You might have noticed that the Patreon “progress bar” on our front page is no longer working (the total is actually $230 from 16 backers now, by the way — and thank you for your continued confidence in us!). I originally wrote the script for it using screen-scraping, since there was no API available. However, Patreon altered their page layout, which broke my script.
On the other hand, they have since published an API. I’m writing a version based on the new API, in the breaks when I’m not working on construction.
Since my last post, I’ve also gotten the “KitCAT” script to open a text window in Blender, which took a lot of trial and error (the documentation on the Blender Python API seems to be kind of spotty — there’s a lot for certain tasks, and not much for others). So that takes care of the basic UI concept. After that, I’ll need to focus on the scripted tasks we need. This is a good place to stop on that until I’ve got a TACTIC server up to test it against.
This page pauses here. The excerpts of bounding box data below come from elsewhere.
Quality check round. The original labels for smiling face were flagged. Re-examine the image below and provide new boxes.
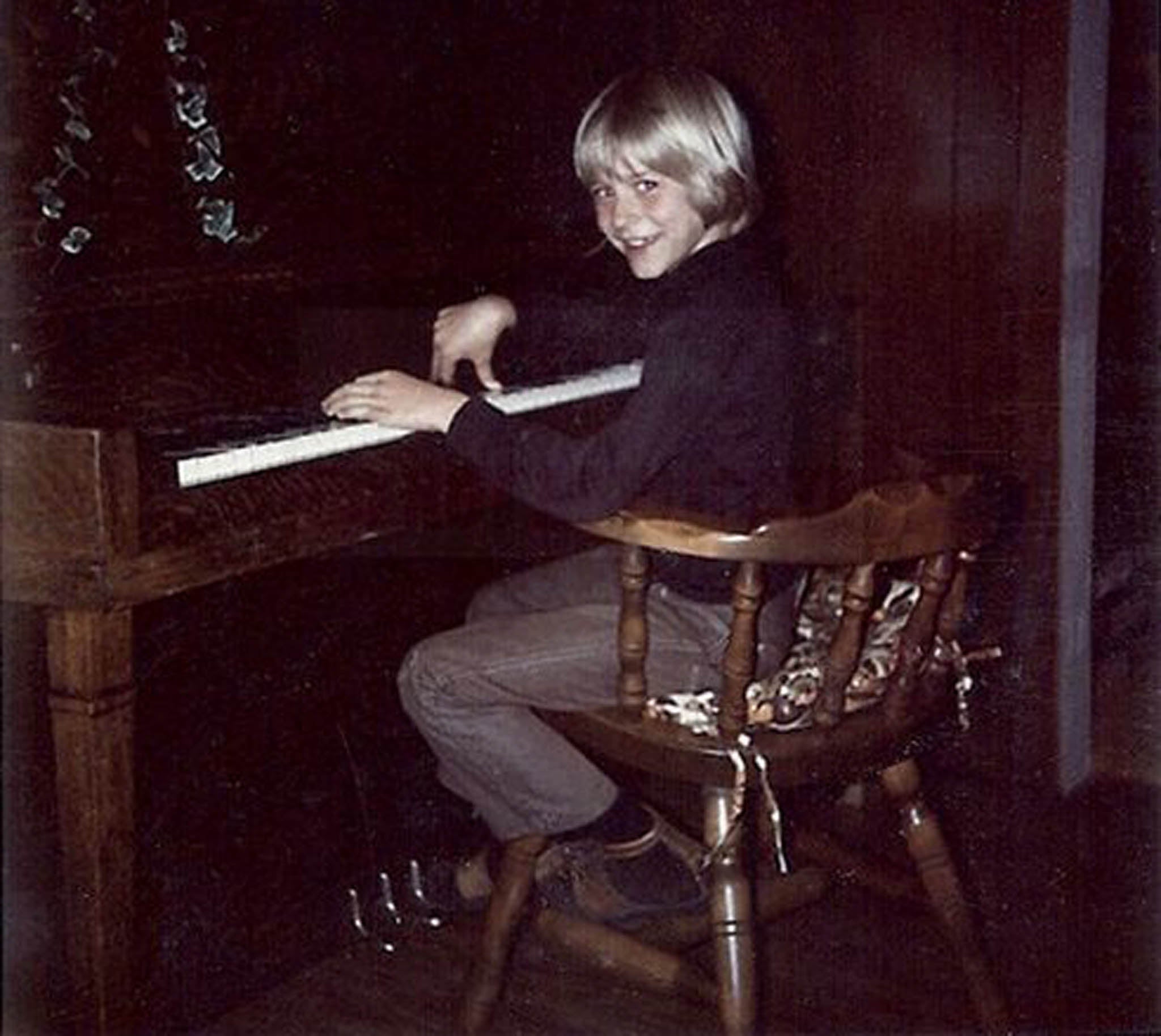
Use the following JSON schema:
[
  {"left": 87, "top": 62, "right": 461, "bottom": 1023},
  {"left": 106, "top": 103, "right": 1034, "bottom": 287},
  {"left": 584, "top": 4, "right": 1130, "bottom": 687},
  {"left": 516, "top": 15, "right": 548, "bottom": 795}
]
[{"left": 591, "top": 163, "right": 721, "bottom": 280}]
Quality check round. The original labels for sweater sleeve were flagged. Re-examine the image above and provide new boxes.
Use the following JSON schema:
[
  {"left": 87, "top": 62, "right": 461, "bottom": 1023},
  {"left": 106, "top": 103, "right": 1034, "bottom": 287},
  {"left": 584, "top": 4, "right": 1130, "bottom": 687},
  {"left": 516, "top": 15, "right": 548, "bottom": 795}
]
[{"left": 447, "top": 304, "right": 743, "bottom": 521}]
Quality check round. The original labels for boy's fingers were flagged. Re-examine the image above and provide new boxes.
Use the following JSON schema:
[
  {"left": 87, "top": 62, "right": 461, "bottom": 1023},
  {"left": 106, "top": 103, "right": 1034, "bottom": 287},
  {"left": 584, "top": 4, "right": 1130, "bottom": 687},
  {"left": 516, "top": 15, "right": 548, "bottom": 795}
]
[{"left": 475, "top": 359, "right": 504, "bottom": 391}]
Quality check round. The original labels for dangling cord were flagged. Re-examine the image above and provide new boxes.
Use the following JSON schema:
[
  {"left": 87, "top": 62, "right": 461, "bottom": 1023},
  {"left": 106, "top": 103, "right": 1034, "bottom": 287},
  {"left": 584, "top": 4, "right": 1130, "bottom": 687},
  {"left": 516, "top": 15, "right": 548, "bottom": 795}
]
[
  {"left": 753, "top": 751, "right": 791, "bottom": 874},
  {"left": 701, "top": 734, "right": 750, "bottom": 870}
]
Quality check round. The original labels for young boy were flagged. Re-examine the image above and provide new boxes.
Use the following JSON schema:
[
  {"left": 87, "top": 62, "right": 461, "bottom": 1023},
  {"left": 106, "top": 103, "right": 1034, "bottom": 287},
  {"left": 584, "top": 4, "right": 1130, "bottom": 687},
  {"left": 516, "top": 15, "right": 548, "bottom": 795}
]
[{"left": 323, "top": 69, "right": 794, "bottom": 922}]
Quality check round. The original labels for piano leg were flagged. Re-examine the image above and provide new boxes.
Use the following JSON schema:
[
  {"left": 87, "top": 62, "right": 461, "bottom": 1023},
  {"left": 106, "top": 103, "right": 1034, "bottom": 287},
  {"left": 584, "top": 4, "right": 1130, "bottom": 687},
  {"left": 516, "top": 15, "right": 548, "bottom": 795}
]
[{"left": 48, "top": 608, "right": 136, "bottom": 1034}]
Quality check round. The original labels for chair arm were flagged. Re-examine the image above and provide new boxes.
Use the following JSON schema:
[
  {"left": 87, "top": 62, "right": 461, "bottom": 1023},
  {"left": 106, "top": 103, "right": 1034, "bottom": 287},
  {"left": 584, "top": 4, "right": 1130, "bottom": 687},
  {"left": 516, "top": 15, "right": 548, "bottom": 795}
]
[{"left": 578, "top": 475, "right": 993, "bottom": 565}]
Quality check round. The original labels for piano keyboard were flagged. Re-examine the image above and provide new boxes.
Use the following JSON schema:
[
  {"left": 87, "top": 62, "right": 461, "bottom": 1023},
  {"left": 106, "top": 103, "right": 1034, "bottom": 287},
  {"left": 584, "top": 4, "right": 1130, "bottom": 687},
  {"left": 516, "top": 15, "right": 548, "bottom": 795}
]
[{"left": 177, "top": 360, "right": 641, "bottom": 487}]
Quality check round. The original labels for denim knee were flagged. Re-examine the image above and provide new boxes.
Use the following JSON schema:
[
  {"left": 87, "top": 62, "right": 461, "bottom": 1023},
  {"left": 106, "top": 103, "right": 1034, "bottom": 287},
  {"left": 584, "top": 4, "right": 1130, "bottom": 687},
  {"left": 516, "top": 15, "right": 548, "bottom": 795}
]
[{"left": 396, "top": 644, "right": 433, "bottom": 729}]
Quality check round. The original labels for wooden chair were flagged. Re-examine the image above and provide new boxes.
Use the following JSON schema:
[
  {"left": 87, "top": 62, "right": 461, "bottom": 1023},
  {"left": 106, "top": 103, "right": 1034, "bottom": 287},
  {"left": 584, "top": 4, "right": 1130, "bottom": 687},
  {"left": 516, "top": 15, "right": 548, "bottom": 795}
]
[{"left": 462, "top": 475, "right": 1008, "bottom": 1036}]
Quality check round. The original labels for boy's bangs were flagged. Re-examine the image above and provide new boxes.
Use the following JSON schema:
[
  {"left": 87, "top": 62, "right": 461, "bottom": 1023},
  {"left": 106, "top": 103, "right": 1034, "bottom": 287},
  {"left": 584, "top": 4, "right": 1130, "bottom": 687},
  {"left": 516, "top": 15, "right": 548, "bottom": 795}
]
[{"left": 577, "top": 120, "right": 691, "bottom": 184}]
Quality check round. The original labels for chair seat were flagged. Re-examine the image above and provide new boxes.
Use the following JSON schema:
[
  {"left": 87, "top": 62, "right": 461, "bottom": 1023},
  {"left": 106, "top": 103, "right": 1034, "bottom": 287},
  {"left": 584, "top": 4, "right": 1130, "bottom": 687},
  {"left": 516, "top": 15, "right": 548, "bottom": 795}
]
[{"left": 539, "top": 684, "right": 954, "bottom": 788}]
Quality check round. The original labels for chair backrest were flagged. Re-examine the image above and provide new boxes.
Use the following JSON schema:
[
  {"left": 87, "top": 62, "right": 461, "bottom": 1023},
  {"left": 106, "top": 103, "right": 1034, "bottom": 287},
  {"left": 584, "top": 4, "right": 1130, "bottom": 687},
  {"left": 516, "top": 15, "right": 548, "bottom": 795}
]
[{"left": 583, "top": 475, "right": 995, "bottom": 739}]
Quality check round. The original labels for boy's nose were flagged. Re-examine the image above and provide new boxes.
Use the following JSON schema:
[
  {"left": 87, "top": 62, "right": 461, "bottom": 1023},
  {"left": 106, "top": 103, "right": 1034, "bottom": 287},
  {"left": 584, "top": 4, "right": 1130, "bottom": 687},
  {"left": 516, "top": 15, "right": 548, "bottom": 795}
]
[{"left": 613, "top": 195, "right": 641, "bottom": 230}]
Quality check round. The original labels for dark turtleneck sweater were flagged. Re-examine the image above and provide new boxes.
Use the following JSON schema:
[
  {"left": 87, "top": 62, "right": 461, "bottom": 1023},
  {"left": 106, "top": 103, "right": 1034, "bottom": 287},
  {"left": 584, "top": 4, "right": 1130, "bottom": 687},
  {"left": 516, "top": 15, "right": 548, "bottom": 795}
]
[{"left": 447, "top": 226, "right": 795, "bottom": 601}]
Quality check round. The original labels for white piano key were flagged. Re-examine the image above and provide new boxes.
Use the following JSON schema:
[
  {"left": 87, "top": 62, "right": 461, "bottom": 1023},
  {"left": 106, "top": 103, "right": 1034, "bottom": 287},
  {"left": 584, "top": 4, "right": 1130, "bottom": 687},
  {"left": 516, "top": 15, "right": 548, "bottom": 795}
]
[{"left": 177, "top": 360, "right": 641, "bottom": 487}]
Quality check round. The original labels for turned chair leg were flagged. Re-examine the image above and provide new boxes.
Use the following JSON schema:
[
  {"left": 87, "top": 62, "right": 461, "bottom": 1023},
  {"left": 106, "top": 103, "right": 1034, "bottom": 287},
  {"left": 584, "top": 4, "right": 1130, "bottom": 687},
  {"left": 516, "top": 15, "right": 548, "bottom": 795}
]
[
  {"left": 879, "top": 760, "right": 1011, "bottom": 1033},
  {"left": 460, "top": 835, "right": 548, "bottom": 1034},
  {"left": 705, "top": 788, "right": 757, "bottom": 1036}
]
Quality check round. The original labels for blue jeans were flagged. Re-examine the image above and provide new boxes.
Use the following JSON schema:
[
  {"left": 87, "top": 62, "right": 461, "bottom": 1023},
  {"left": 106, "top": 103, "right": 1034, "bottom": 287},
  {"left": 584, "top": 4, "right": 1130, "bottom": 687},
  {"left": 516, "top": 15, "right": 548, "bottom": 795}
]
[{"left": 398, "top": 545, "right": 793, "bottom": 840}]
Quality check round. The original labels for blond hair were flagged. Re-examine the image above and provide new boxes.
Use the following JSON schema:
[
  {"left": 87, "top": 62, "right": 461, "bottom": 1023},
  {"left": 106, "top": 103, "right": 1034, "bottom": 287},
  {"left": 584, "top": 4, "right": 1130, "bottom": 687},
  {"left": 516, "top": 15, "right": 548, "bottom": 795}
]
[{"left": 573, "top": 67, "right": 761, "bottom": 235}]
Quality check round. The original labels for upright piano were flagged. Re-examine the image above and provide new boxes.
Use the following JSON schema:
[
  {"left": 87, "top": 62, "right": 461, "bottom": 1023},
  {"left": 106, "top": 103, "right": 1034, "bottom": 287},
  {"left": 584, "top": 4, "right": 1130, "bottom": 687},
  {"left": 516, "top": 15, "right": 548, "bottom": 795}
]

As described in my “virtual studio” video, I’ve also been reading up on DevOps and the Vagrant, Ansible, and Docker tools for managing servers, as well as data backup strategies. I plan to migrate all of our web server software (which is currently managed the old-fashioned way — what DevOps folks call a “special snowflake” server, that has to be maintained very conservatively to avoid crashing our public website). These days, everything can be much more automated, and we need to catch up with the times.
I intend to use this not only to maintain our public web site and the new TACTIC-based production services, but also to maintain a rendering cluster for animation.
Since I’ve not been able to raise enough money to build the render cluster straight out, I’ve decided to try a more incremental approach, while still hoping to maintain consistency between server blades. So I purchased a single CPU, RAM, and motherboard to do a test build. If it works, I can go ahead and buy identical motherboards for the rest. The motherboards are fairly inexpensive (about $50-$100 each), and they are the most prone to compatibility problems, obsolescence, and limited availability. It should then be possible to buy the CPUs ($150-$200) and RAM modules ($100-$150) as we can afford them, without having to worry about them being discontinued. Even just one or two dedicated rendering machines will make a big difference for us.
This is a lot of boring work that doesn’t make pretty pictures for me to show you, but it is essential to our production process. I’m really looking forward to finishing up this remodeling and IT work so I can get back to the fun stuff!